Please don’t take that as calling The Guessing Game bloated. As one of the bands who set the course for the genre of traditional doom with classic albums like 1993’s The Ethereal Mirror and 1995’s The Carnival Bizarre, they know what it takes to make a good record, and although I generally fall on the side of cut what you need to to make it work — to the point of agreeing with George Martin that The White Album should have been a single disc (would the world really miss “Rocky Raccoon” or “Revolution No. 9?”) — if after two decades of existence, Cathedral want to make a 2CD, I’m not about to fault them for doing so. After five years, I’m just happy to have a new record. Any issue of how to interpret whether to take it as one whole work or two separate albums is secondary to that. Maybe that’s The Guessing Game.
In any case, the remaining original and principal members of the band, vocalist Lee Dorrian (whose back story by now shouldn’t need retelling) and guitarist Garry “Gaz” Jennings, both give remarkable performances throughout The Guessing Game. From “Funeral of Dreams” and down the line of the first disc’s material, Dorrian’s voice is a constant high point. Even as “Funeral of Dreams” pays bizarre homage to ritualistic ‘70s prog — think bands like Black Widow and Coven — Dorrian stays in character and on point vocally. And it’s a hearty “holy shit” moment nearly every time Jennings kicks into a solo, perhaps most especially on “Painting in the Dark.”
Cathedral has always worked a good dose of “weird” into their sound, so although “Funeral of Dreams” is jarring because it’s the first track (following the intro, “Immaculate Misconception”), it would be hard for it to be out of place, even next to the more rocking “Painting in the Dark,” which itself is followed by another change in “Death of an Anarchist,” which grooves slower and introduces a mellotron to amp up the prog feel and tie in with the following instrumental title track, where it’s more heavily featured (at three minutes, this could have been the intro for a single-disc version of the album and it would have worked really well leading into the heavy beginning of “Funeral of Dreams”). “Edwige’s Eyes” has a classic Cathedral feel and puts The Guessing Game’s most Sabbathian riff yet to good use in the chorus. Were it my job to pick a single, I might go with this one, since it’s got a memorable hook and is solid doom for all of its seven-minute duration.

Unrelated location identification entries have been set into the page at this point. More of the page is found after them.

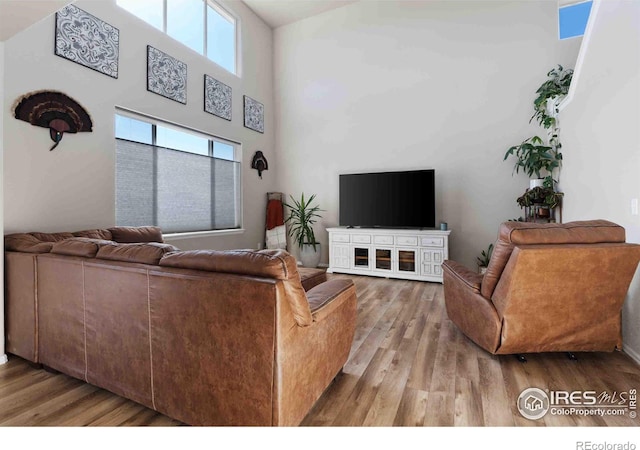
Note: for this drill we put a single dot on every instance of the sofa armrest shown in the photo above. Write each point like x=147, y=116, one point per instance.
x=325, y=297
x=470, y=278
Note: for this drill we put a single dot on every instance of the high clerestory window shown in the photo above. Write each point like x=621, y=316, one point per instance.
x=201, y=25
x=573, y=18
x=175, y=178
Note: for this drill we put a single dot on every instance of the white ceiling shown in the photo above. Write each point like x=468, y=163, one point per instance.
x=16, y=15
x=282, y=12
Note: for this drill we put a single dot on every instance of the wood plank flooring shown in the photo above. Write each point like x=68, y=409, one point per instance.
x=409, y=366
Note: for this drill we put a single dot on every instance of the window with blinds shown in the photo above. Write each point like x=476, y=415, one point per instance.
x=173, y=178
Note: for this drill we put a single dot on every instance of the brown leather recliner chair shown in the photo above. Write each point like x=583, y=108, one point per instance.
x=548, y=288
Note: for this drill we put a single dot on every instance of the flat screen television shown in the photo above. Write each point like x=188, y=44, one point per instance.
x=404, y=199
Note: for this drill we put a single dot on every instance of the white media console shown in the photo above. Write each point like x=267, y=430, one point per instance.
x=412, y=254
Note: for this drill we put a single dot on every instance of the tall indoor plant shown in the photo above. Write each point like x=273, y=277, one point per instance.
x=302, y=216
x=535, y=156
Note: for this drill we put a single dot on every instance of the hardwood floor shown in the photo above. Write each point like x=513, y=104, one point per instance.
x=409, y=366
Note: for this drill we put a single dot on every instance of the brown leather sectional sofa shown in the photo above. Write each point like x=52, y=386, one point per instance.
x=548, y=288
x=205, y=337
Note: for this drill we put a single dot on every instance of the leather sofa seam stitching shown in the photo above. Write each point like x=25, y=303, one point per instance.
x=153, y=398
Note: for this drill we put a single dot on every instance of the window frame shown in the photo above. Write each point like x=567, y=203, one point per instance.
x=237, y=146
x=222, y=11
x=569, y=6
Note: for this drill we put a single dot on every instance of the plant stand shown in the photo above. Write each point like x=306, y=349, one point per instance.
x=536, y=213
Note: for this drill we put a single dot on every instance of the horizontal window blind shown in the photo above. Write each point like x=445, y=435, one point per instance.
x=175, y=190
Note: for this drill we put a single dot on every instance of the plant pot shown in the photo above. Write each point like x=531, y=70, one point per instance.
x=535, y=182
x=308, y=256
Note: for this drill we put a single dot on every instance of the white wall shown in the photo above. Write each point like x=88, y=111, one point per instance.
x=381, y=85
x=72, y=187
x=3, y=357
x=601, y=135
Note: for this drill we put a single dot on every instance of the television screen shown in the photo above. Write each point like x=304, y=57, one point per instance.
x=388, y=199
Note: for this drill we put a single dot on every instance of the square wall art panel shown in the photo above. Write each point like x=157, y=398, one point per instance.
x=253, y=114
x=217, y=98
x=166, y=75
x=87, y=40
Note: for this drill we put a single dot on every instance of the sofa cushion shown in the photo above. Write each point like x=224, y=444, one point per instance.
x=141, y=252
x=579, y=232
x=51, y=237
x=97, y=233
x=311, y=277
x=25, y=242
x=85, y=247
x=530, y=233
x=136, y=234
x=275, y=264
x=262, y=263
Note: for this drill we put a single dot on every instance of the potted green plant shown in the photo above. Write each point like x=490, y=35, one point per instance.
x=540, y=200
x=484, y=258
x=533, y=156
x=302, y=216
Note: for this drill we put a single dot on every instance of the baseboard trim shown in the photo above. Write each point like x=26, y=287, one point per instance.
x=632, y=353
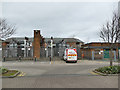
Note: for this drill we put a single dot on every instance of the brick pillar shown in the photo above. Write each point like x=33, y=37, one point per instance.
x=36, y=51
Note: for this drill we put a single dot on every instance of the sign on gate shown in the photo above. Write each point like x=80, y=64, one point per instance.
x=106, y=53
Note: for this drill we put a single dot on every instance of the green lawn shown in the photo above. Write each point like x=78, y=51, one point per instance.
x=109, y=69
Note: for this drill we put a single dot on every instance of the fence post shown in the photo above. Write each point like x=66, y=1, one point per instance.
x=19, y=58
x=35, y=59
x=92, y=55
x=4, y=59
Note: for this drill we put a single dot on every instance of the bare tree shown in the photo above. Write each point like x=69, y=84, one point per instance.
x=5, y=29
x=110, y=33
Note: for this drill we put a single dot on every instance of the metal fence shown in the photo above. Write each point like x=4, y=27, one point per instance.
x=98, y=55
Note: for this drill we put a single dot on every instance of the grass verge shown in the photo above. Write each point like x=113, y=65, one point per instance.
x=109, y=69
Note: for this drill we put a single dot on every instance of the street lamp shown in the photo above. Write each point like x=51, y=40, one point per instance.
x=51, y=48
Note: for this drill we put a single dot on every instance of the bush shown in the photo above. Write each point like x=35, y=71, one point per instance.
x=3, y=70
x=109, y=69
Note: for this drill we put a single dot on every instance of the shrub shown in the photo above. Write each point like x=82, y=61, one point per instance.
x=109, y=69
x=3, y=70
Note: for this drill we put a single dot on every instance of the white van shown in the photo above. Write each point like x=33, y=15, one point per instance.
x=70, y=55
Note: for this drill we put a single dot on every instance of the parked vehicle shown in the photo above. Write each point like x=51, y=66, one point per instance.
x=70, y=55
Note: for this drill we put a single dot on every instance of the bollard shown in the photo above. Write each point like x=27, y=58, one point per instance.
x=35, y=59
x=19, y=58
x=4, y=59
x=50, y=59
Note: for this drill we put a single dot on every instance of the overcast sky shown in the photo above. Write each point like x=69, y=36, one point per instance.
x=82, y=20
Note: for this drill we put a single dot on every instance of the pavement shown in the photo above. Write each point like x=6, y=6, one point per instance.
x=58, y=74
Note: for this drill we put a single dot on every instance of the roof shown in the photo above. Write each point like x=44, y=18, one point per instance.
x=57, y=40
x=18, y=39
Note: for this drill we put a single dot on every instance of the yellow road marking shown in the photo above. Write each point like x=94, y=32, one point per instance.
x=22, y=74
x=94, y=73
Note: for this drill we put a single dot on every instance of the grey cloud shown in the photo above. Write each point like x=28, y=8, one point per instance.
x=59, y=19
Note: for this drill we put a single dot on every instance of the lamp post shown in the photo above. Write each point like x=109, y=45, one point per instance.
x=51, y=48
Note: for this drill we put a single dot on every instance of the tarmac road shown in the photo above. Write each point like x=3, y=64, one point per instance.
x=58, y=75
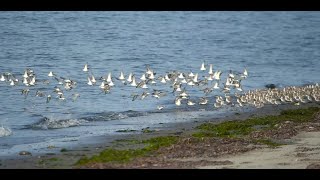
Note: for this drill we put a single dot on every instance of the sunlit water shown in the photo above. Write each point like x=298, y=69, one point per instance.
x=276, y=47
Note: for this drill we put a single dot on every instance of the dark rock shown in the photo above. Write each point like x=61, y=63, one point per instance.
x=313, y=166
x=270, y=86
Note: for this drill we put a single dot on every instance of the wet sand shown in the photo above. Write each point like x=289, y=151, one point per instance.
x=303, y=150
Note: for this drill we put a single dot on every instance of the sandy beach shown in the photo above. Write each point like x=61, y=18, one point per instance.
x=296, y=146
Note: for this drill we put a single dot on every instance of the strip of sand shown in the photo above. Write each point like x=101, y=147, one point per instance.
x=302, y=152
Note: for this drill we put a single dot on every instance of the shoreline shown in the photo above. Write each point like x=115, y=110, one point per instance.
x=68, y=158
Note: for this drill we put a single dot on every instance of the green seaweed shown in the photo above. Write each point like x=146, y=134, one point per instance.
x=240, y=128
x=123, y=156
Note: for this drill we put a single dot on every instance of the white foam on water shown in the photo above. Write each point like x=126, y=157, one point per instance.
x=58, y=124
x=4, y=131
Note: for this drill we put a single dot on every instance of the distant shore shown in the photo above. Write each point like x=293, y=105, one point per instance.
x=286, y=138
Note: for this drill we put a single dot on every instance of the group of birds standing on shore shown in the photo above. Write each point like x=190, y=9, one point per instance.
x=230, y=91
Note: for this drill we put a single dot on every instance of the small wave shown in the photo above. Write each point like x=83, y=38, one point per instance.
x=114, y=116
x=5, y=131
x=47, y=123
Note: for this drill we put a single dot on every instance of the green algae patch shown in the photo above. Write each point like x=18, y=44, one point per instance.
x=126, y=155
x=269, y=143
x=238, y=128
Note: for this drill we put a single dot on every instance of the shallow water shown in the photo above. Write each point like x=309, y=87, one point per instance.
x=276, y=47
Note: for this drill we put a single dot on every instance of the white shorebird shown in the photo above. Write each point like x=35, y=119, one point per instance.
x=121, y=77
x=133, y=83
x=109, y=78
x=160, y=107
x=51, y=74
x=203, y=68
x=130, y=78
x=210, y=69
x=190, y=103
x=89, y=82
x=48, y=98
x=85, y=68
x=178, y=101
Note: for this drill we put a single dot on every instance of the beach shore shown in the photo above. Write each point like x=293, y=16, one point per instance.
x=293, y=145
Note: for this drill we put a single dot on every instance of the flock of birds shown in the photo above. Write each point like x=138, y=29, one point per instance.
x=178, y=81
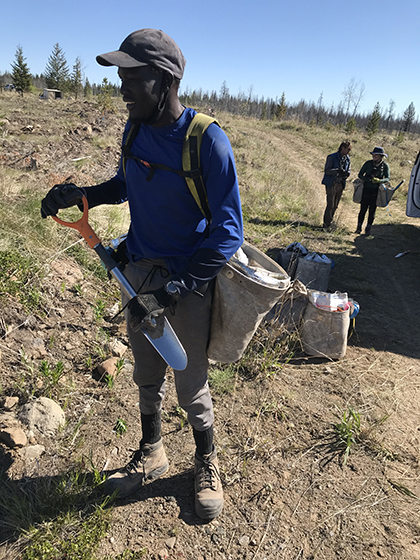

Disc one ends in more ‘70s prog quirkiness, coming in the form of “Cats, Incense, Candles and Wine.” Where “Funeral of Dreams” took one aspect of those seminal acid rocking days — namely the ritual — “Cats, Incense, Candle and Wine” is more of the whole package. Again, Dorrian’s voice adjusts well. The Garden of Unearthly Delights was an engrossing but not really ambitious record. With all its sonic twists and turns, The Guessing Game has a clear striving sense that’s refreshing to consider in the context of the band’s 20 years. Perhaps the reason Dorrian and Jennings have been able to work together for so long is they’ve always wanted to try new things. Without lapsing into some kind of marriage-counseling tone, that’s obviously important to make any creative relationship work as well as theirs has.